Le di muchas vueltas pero al final recordé una frase de Felipe Mellizo, el inolvidable presentador de televisión, quien estaba un día en el camarote de un capitán de barco, examinando la bitácora y el ojo de buey, y de repente dijo: “Veo todo esto, en medio del mar y pienso que aquí podría escribir cualquier cosa, yo qué sé, cartas a las novias perdidas”.
Sobre el autor
David Torres (Madrid,
1966) es escritor y columnista de prensa. Su última novela, Palos de
ciego (2017), entrelaza autobiografía, historia y ficción en una
sorprendente indagación metaliteraria.

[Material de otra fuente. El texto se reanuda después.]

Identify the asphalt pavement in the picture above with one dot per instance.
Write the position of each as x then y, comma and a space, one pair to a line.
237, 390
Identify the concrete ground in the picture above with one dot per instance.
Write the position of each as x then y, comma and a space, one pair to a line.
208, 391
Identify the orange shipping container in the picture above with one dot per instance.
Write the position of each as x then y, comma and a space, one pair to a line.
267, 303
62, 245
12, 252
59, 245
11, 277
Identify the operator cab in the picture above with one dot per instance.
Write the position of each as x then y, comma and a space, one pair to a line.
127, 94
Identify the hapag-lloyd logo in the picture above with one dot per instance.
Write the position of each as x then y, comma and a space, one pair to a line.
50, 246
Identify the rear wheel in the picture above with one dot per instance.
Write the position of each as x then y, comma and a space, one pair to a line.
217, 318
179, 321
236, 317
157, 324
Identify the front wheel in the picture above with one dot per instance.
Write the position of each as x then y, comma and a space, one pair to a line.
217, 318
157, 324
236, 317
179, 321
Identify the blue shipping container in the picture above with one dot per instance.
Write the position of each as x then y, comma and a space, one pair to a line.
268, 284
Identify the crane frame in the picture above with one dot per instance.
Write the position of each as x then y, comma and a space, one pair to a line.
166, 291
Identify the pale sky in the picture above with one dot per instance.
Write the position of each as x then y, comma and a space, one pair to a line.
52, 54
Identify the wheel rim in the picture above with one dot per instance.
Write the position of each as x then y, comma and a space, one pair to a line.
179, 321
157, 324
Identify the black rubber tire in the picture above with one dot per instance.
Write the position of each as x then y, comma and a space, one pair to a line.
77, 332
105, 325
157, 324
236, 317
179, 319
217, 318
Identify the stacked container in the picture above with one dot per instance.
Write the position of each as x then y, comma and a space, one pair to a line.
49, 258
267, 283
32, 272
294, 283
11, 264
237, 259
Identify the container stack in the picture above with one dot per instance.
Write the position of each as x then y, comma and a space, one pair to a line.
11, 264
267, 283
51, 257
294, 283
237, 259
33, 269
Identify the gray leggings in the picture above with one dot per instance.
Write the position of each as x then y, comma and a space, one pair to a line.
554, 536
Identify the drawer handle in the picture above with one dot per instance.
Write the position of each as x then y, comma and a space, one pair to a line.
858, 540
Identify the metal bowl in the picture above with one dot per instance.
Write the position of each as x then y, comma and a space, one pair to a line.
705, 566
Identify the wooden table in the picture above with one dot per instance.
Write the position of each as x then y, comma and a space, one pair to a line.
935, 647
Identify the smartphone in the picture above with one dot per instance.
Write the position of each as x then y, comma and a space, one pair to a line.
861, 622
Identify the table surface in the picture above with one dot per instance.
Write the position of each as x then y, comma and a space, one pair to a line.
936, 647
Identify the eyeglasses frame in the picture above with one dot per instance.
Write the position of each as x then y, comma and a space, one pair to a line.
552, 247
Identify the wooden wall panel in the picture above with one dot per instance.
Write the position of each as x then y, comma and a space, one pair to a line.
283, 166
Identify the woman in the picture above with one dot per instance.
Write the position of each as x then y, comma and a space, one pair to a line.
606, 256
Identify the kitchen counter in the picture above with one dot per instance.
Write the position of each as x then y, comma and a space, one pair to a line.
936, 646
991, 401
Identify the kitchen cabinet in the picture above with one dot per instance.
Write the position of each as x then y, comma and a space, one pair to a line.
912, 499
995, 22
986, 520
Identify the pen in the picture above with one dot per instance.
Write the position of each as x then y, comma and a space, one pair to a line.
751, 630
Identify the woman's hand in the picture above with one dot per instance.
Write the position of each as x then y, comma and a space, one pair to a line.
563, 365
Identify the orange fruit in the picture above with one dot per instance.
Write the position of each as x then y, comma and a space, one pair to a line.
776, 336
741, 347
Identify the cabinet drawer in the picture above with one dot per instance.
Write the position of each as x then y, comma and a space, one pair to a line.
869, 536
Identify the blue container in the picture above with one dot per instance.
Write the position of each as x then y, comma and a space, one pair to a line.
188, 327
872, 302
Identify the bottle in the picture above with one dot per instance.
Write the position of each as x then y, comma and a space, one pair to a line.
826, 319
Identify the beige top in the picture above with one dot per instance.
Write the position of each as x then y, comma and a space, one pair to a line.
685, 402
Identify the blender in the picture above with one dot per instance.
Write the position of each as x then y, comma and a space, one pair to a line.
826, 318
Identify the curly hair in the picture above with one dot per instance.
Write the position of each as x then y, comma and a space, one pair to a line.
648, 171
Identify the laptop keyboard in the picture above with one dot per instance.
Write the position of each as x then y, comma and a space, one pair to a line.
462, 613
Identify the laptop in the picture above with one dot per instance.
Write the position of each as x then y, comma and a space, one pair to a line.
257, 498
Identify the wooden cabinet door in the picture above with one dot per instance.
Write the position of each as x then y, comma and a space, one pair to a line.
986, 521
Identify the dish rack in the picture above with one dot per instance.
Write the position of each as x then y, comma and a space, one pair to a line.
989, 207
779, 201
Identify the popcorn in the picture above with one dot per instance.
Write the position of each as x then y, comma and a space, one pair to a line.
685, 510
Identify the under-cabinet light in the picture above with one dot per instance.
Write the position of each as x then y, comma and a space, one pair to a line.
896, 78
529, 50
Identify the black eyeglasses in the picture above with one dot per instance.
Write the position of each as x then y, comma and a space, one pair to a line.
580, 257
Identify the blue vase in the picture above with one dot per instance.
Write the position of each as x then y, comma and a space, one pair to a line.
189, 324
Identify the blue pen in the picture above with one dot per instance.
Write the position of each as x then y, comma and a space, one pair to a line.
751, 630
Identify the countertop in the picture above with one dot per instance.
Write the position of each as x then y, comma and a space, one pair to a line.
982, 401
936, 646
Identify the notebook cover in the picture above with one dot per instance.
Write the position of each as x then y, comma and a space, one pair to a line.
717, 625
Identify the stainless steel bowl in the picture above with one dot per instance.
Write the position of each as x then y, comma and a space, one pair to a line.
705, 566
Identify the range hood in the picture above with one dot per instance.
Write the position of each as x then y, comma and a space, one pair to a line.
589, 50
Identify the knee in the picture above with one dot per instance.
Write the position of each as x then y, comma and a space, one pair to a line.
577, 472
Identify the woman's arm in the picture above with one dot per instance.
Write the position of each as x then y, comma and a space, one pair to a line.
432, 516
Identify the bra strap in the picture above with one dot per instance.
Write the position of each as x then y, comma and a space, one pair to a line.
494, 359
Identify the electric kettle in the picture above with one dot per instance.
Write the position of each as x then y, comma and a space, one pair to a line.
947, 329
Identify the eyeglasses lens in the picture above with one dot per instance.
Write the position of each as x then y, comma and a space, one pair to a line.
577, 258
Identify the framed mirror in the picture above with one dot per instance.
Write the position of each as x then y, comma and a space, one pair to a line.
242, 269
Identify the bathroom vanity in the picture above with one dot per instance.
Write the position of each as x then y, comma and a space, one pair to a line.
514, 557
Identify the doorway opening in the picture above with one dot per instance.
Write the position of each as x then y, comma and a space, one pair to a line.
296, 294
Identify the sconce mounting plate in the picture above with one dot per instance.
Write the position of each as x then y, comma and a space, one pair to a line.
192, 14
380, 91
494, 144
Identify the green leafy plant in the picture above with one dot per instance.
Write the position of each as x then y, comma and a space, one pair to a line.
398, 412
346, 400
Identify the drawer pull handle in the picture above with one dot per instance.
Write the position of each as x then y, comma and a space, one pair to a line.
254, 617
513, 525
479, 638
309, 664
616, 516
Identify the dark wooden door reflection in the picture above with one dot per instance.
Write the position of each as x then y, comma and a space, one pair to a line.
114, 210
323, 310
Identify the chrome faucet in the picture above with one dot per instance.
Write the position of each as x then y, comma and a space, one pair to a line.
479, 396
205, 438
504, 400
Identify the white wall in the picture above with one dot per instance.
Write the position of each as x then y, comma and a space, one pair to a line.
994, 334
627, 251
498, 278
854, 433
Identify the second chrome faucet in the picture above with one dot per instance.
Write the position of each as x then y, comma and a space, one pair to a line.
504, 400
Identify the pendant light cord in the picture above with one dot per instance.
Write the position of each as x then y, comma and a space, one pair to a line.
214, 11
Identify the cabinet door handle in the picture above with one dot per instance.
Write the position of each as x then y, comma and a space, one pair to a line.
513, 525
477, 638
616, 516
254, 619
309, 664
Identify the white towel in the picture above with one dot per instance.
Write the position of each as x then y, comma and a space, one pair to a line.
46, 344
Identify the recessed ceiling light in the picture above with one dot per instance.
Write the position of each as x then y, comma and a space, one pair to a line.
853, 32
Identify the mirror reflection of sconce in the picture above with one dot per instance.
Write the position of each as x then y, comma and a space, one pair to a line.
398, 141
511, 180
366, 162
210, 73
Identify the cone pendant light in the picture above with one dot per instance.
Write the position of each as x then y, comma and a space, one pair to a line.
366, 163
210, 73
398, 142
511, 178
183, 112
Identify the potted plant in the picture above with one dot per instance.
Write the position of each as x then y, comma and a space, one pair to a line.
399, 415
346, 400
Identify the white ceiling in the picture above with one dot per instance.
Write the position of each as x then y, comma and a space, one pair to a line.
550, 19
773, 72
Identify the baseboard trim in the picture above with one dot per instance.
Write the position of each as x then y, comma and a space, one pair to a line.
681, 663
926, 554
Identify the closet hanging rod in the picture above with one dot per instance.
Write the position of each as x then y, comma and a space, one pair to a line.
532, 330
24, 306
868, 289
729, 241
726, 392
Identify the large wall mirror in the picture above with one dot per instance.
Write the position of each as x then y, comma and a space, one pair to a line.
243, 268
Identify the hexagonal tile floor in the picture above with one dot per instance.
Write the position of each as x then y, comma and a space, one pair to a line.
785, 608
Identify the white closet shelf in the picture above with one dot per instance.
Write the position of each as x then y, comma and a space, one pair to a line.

En Niños de
tiza (2008), continúa la saga de Roberto Esteban, antihéroe de
novela negra que apareció por primera vez en 2003 con El gran
silencio, de reciente publicación en Francia. Su carrera literaria
arrancó en 1999 con Nanga Parbat, traducida a varios idiomas, la
que siguieron los libros de relatos Donde no irán los navegantes y
Cuidado con el perro. Ha cultivado también la poesía: Londres
(2003) y Horizonte de sucesos (2017). Otros títulos son La
sangre y el ámbar, un libro de viajes por Polonia; Por orden de
desaparición, un mosaico de reseñas biográficas; Todos los buenos
soldados (2014), ambientada en la guerra de Ifni; y El mar en ruinas
(2005), una ambiciosa continuación de la Odisea homérica.